Which factors should you pursue? How should you best combine them? And how do you assess whether your multifactor solution is performing as advertised?
Multifactor investing has its roots in the Fama-French three-factor model, published in 1993 by Nobel laureate Eugene Fama and his collaborator Ken French. According to their model, not only are stocks expected to outperform bonds, but small and value stocks have higher expected returns than large and growth.
The model’s 30-year anniversary in 2023 will likely pass without fanfare, but its significance for understanding what drives investment performance cannot be overstated.
There were, of course, value investors and people with an affinity for smaller companies before 1993. But the Fama-French model provided a framework for why certain stocks and fund managers tended to outperform others.
And at a time when most investors faced the binary choice between stock picking and index tracking, the research implied a third option that systematically targets premiums.
Systematic strategies tend to offer lower cost and broader diversification than stock picking. They also need not be constrained by the goal of minimising tracking error or the inflexibility of infrequent rebalancing that characterise index funds.
The oldest funds that take inspiration from Fama and French’s research are close to a 30-year track record, testament to the appeal of the approach.
Since 1993, we have seen an explosion in the number of papers by academics and practitioners that claim to have found new or improved factors that add to Fama and French’s original three.
But when revisiting their research in 2015, Fama and French chose to add just profitability and asset growth to their model.
The framework they apply for choosing factors can help investors decide which ones are worth pursuing in the real world.

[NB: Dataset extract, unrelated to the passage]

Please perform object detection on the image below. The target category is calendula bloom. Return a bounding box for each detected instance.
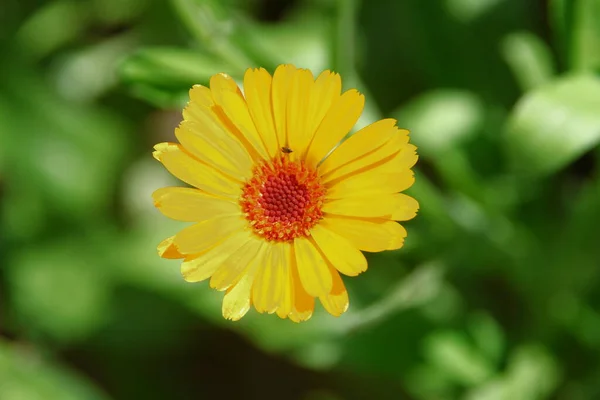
[153,65,419,322]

The starting point should be a rigorous theoretical foundation. Without that, you cannot credibly expect the historical performance you initially find in your data to continue 'out of sample' (using different data).
Fama and French base their choice of factors on asset pricing theory – the idea that stock prices equal expected discounted cash flows to shareholders. In other words, the price of a stock today is the present value of its future cash flows.
This means if you imagine two stocks with the same expected future cash flows and one has a lower price, investors must be applying a higher discount rate to the cheaper stock and therefore expect a higher return.
As such, we should expect smaller and deeper-value stocks (those with the higher discount rates as described above) to outperform, all else being equal.
The same theory implies that when comparing two stocks with the same relative price; the one with the higher expected cash flows for that same price has a higher expected return.